Is MNL the right model to use when the choice options vary across observations? - multinomial

In a survey of 100 people, I am asking each person to choose between product A and product B. I ask each person this question 3 times, but each time I present a different set of products. Say, first time, Person 1 is asked to choose between 'Phone 1' and 'Phone 2', given certain attributes of each phone. The second time the choice is again 'Phone 1' vs. 'Phone 2', but a different set of attributes for each phone.
A person is presented three attributes associated with the two phone alternatives every time the question is asked. So, each time between Phone 1 and Phone 2, the attributes of the phone such as cost, memory and camera pixels are presented so that user can choose which set of attributes is most attractive, Phone 1's or Phone 2's.
Overall, 3*100 = 300 responses; 3 responses per person. Each time the attributes cost, memory and camera pixels presented and user asked to choose the feature set they prefer.
My goal is to analyze how users value features of a phone vs. cost of the phone.
In this scenario, can I use a MNL - even though each time I asked the person a question, I only presented two choices ? My understanding is that MNL is sued when (a) there are multiple choices and (b) the choice options do not change across observations, i.e. each person is asked to choose between multiple products, say A, B, C and A, B, C do not change across observations.
In the scenario described above, the two choices varied across the three times the same person was asked the question ? If not MNL, should I rather create a binary logit model given that user only had to choose between two options when the question was asked (even though he was asked the question three times)? If I can use binary logit, should I be concerned that the choice set of products change across observations ? or should I let the attributes defined in each of the rows address the differences in product choices across observations.
I have setup the data as follows (thinking I can do MNL but may be I should set it up differently and use another modeling approach?):

I am working on designing and analyzing similar survey but mine is related to transportation. I am at the beginning level and I am still new to the whole concept, however I will give you an advice and reference maybe it is helpful.
First point: I have come cross 3 models as following from a useful video on YouTube:
MNL refers to Multinomial Logit Model.
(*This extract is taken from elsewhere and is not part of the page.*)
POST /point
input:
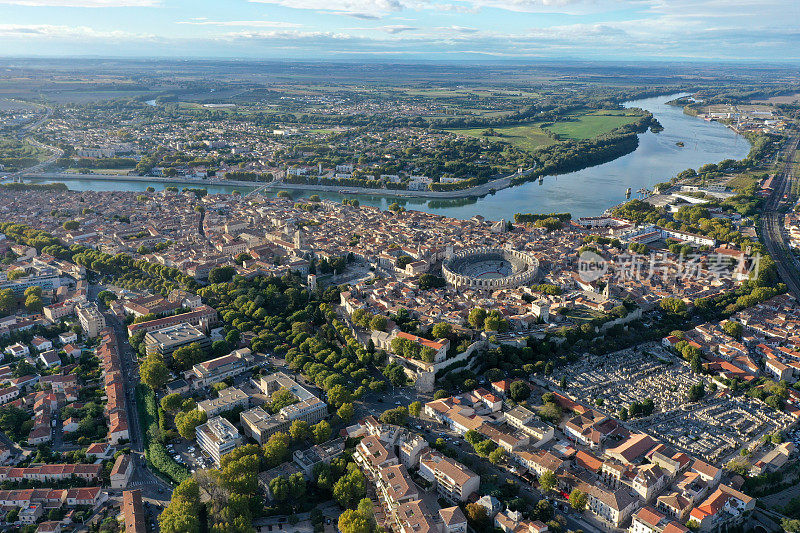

MNL is used with
alternative-invariant regressors (for example salary of participant
in the survey, or his/her gender …).
Conditional logit model is used with alternative-invariant (gender,
salary, education level …) and alternative-variant regressors (cost
of the product, memory, camera pixel …)
Mixed logit model which uses random parameters. It is also used with
alternative-invariant (gender, salary, education level …) and
alternative-variant regressors (cost of the product, memory, camera
pixel …)
Note regarding alternative-invariant and alternative-variant regressors:
The gender of person participating in the survey will NOT vary between Product A or Product P, so it is alternative-invariant regressor. While price of product could vary between Product A and Product B so it is called alternative-variant regressors.
Based on above I assume you need to use conditional logit model or mixed logit model.
For me I couldn’t find a special function in R for the conditional logit model or mixed logit model. The same mlogit function is used, refer to the examples below for the help of mlogit package:
a pure "multinomial model"
summary(mlogit(mode ~ 0 | income, data = Fish))
a pure "conditional" model
summary(mlogit(mode ~ price + catch, data = Fish))
a "mixed" model
m <- mlogit(mode ~ price+ catch | income, data = Fish)
summary(m)
same model with charter as the reference level
m <- mlogit(mode ~ price+ catch | income, data = Fish, reflevel = "charter")
From the examples above, I think (but NOT sure) that in the Manual of mlogit package, they refer to mixed logit when you used both alternative-invariant and alternative-variant regressors. While conditional model when you have only alternative-variant regressors. On the other hand, multinomial model when you have only multinomial alternative-invariant regressors.
Second point: There is something called “panel data” when you are asking the same person to choose one product for each choice-set. Same person here means that in your model you are taking into consideration, the gender, the salary, the education level … which they will stay the same for the same person. Check this: https://en.wikipedia.org/wiki/Panel_data
To use panel techniques please refer to help in mlogit package in R. I am quoting from it the following:
“panel only relevant if rpar is not NULL and if the data are repeated observations of the same unit ; if TRUE, the mixed-logit model is estimated using panel techniques”
So in my understanding, if you want to use the panel techniques you have to use random draws because panel will be true and rpar will not be NULL.
Moreover, for example about using the panel data, please refer to the below example from “Estimation of multinomial logit models in R : The mlogit Packages” by Yves Croissant
data("Train", package = "mlogit")
Tr <- mlogit.data(Train, shape = "wide", varying = 4:11, choice = "choice", sep = "_", opposite = c("price", "time", "change", "comfort"), alt.levels=c("A", "B"), id.var ="id")
Train.ml <- mlogit(choice ~ price + time + change + comfort, Tr)
Train.mxlc <- mlogit(choice ~ price + time + change + comfort, Tr, panel = TRUE, rpar = c(time = "cn", change = "n", comfort = "ln"), correlation = TRUE, R = 100, halton = NA)
Train.mxlu <- update(Train.mxlc, correlation = FALSE)
I hope that is useful to you.

Related

DAX Count measure values between given range

I am trying to create a measure that would count the instances when another measure is between given values.
The first is a measure of forecast accuracy, which is calculated over products and customers with a target value of 1. Then I would like to make a monthly report which shows for how many products the forecast accuracy is less than .85, between 0.85 and 1.15 and over 1.15.
The measure I tried for the middle category, which does not give the desired result:
var tab = SUMMARIZE(data, data[ComponentNumber], "Accuracy", [Forecast accuracy])
return SUMX(tab, IF([Accuracy] > 0.85 && [Accuracy] < 1.15, 1, 0))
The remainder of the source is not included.